Synopsis : Inspecteur à Reykjavik, Erlendur enquête sur le meurtre d'un vieil homme apparemment sans histoire. La photo de la tombe d'une petite fille retrouvée chez la victime réveille pourtant une affaire vieille de quarante ans. Et conduit Erlendur tout droit à Jar City, surprenante collection de bocaux renfermant des organes, véritable fichier génétique de la population islandaise...
Notre avis : Des secrets de famille, il n’en sort jamais rien de bon. Déterrer des vieux démons enfouis depuis des années, c’est faire ressurgir les mensonges cachés, les trahisons coupables et les douleurs de ceux qui vivent dans l’ignorance. C’est mettre à mal des êtres en les poussant aux crimes dans le déchirement d’un corps social malade. Sans révolutionner le genre, Jar City scrute avec sobriété un existentialisme douloureux en confrontant nature et culture dans un univers implacable où l’acte prend toute sa valeur. La dimension sociétale s’en retrouve décuplée et si l’enquête peut paraître décevante dans son cheminement, elle étire le nœud des relations, des interactions et des pesanteurs au jour le jour dans un temps tellurique magnifié par les paysages désertiques d’Islande.
Réussite en ce sens, le troisième film de Baltasar Kormakur déjà responsable du très bon 101 Reykjavik, s’appuie essentiellement sur un sens du plan – d’un long-métrage tourné en dv – en accord avec une narration par emboîtement d’évènements et de rebondissements. Classique car linéaire, l’enquête passe de la ville (écrasement de la perspective) à la campagne (survol des terres arides rocailleuses) et spécifie une atmosphère sans doute propre au pays.

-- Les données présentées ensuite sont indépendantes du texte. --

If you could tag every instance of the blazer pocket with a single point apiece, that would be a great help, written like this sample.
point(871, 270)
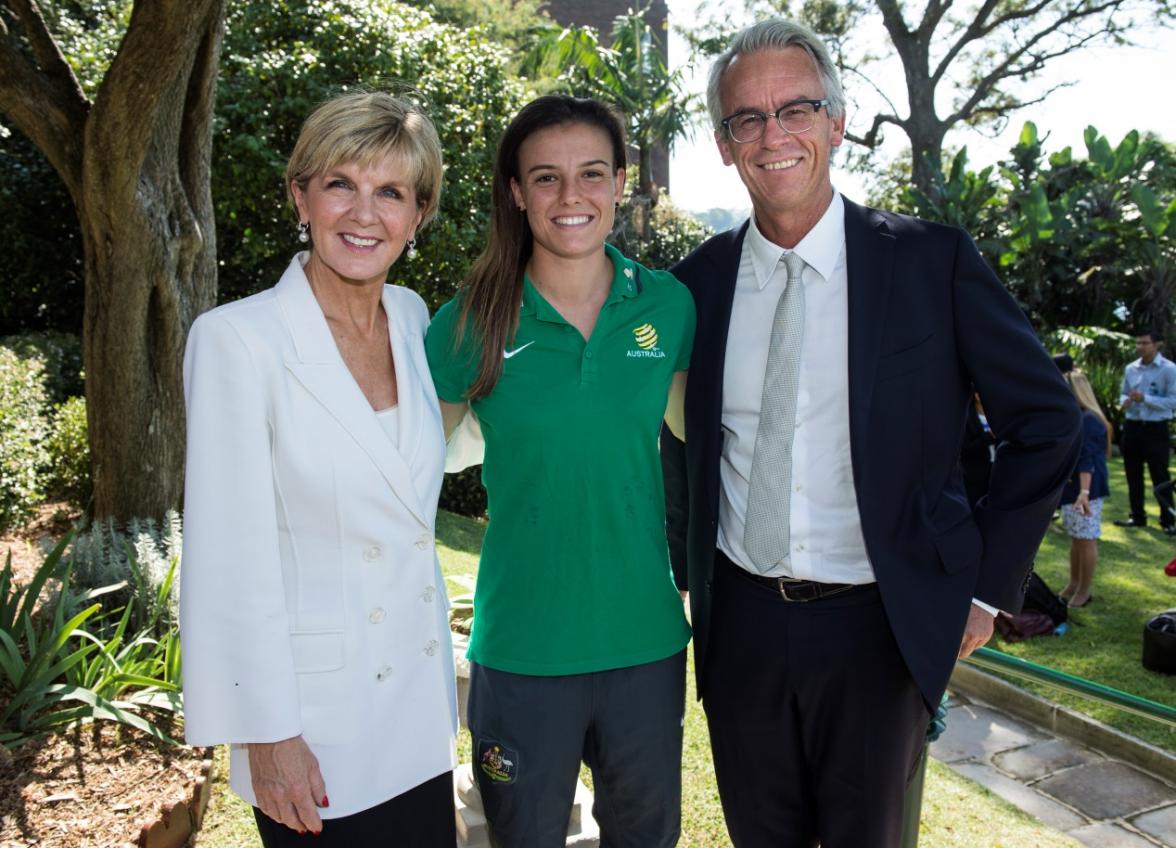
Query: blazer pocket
point(961, 547)
point(322, 650)
point(904, 361)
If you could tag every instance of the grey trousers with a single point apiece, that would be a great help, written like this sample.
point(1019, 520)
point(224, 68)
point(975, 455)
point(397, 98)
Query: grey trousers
point(530, 733)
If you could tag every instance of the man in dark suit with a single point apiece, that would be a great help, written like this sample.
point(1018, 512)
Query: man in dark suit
point(836, 569)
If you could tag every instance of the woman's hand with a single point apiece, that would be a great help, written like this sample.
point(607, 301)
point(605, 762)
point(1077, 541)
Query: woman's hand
point(287, 783)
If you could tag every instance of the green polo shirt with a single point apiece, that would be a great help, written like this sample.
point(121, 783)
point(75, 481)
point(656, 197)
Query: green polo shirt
point(575, 573)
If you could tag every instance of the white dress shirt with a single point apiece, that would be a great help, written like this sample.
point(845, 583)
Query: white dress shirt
point(826, 529)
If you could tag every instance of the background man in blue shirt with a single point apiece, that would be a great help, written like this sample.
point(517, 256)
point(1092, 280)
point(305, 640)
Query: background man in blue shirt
point(1148, 399)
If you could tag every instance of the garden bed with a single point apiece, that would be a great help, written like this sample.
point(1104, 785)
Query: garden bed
point(99, 783)
point(99, 786)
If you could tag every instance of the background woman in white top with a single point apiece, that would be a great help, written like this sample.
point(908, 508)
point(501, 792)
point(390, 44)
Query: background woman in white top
point(313, 611)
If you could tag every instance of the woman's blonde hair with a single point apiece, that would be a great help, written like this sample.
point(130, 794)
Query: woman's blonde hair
point(365, 127)
point(1086, 396)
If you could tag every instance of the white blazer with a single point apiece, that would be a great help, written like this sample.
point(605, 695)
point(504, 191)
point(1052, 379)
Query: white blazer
point(312, 600)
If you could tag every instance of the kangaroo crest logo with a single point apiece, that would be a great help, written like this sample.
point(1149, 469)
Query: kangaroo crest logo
point(646, 336)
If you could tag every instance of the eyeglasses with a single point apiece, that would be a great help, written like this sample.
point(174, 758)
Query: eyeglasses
point(795, 117)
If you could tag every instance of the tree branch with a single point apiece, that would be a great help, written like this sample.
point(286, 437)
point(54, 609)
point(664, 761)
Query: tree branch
point(154, 59)
point(1006, 69)
point(872, 140)
point(44, 100)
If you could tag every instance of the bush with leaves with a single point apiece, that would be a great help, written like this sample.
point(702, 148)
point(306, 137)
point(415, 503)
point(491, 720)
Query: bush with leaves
point(22, 431)
point(67, 453)
point(60, 358)
point(54, 673)
point(137, 563)
point(674, 233)
point(280, 60)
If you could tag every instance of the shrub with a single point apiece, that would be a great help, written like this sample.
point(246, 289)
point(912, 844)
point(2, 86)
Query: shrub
point(674, 233)
point(140, 560)
point(60, 356)
point(67, 449)
point(463, 493)
point(54, 673)
point(22, 431)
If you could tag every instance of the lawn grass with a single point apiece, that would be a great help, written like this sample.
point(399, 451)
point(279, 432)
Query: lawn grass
point(1104, 642)
point(956, 812)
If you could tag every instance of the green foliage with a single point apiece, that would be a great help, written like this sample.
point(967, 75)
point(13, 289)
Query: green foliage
point(282, 59)
point(1078, 241)
point(67, 449)
point(54, 674)
point(462, 493)
point(137, 565)
point(60, 358)
point(630, 74)
point(673, 233)
point(1101, 354)
point(22, 431)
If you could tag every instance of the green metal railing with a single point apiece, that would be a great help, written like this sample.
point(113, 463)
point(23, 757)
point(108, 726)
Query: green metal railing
point(996, 661)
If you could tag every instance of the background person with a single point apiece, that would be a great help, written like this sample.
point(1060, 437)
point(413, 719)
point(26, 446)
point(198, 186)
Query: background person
point(835, 568)
point(1083, 495)
point(313, 609)
point(1148, 399)
point(570, 355)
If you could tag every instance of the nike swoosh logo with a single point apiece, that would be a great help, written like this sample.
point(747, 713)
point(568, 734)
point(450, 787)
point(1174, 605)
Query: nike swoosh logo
point(508, 354)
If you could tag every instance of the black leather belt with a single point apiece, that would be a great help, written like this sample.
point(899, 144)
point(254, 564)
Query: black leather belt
point(790, 589)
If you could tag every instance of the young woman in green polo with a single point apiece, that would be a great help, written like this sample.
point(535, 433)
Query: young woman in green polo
point(570, 356)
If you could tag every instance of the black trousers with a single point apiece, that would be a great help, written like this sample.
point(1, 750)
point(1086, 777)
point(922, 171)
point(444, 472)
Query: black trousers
point(1146, 442)
point(530, 734)
point(815, 723)
point(421, 818)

Pourtant, le réalisateur ose destructurer son récit en y greffant deux évènements distincts mis en parallèle, comme s’il s’agissait de souffler un sombre écho sans cesse répercuté. Le meurtre d’un homme a priori sans histoire répond alors au décès d’une petite fille foudroyée par une maladie rare et héréditaire. En focalisant son attention sur une enquête peu ou pas assez ramifiée avec le deuxième évènement, Baltasar Kormakur oublie de creuser des thématiques aussi riches que les liens du sang, l’hérédité et surtout l’incroyable joyau qu’aurait suscité le traitement de la recherche génétique au service de la science.
Sans tomber dans la mauvaise fiction d’anticipation, l’art du cinéma de genre est de puiser sur des réalités en marche afin d’y déceler les perspectives qui seront cinématographiquement pertinentes. L’enquête se devait d’être le point de départ d’une réflexion sur les risques de dérapages d’un tel pouvoir à l'instar du film d'Andrew Niccol, Bienvenue à Gattaca. D’autant plus que le metteur en scène pouvait librement s’inspirer de la création bien réelle d’un fichage génétique et médical en Islande par une boîte privée « DeCode Genetics Inc. » pour y dessiner un scénario plus consistant et surtout ambitieux. Il y avait de quoi mettre en résonance l’enquête du flic Erlendur et les questions soulevées par cette cité des Jarres, bastion post-moderne d’un devenir palpable où la génétique opératoire deviendrait la science favorite d’apprentis sorciers en tous genre. Au lieu de cela, nous nous retrouvons devant un polar classique dans sa dimension sociale, l’histoire de famille banale prenant le pas sur l’expertise d’une société en train de basculer vers une ingénierie génétique instigatrice d'une nouvelle morale.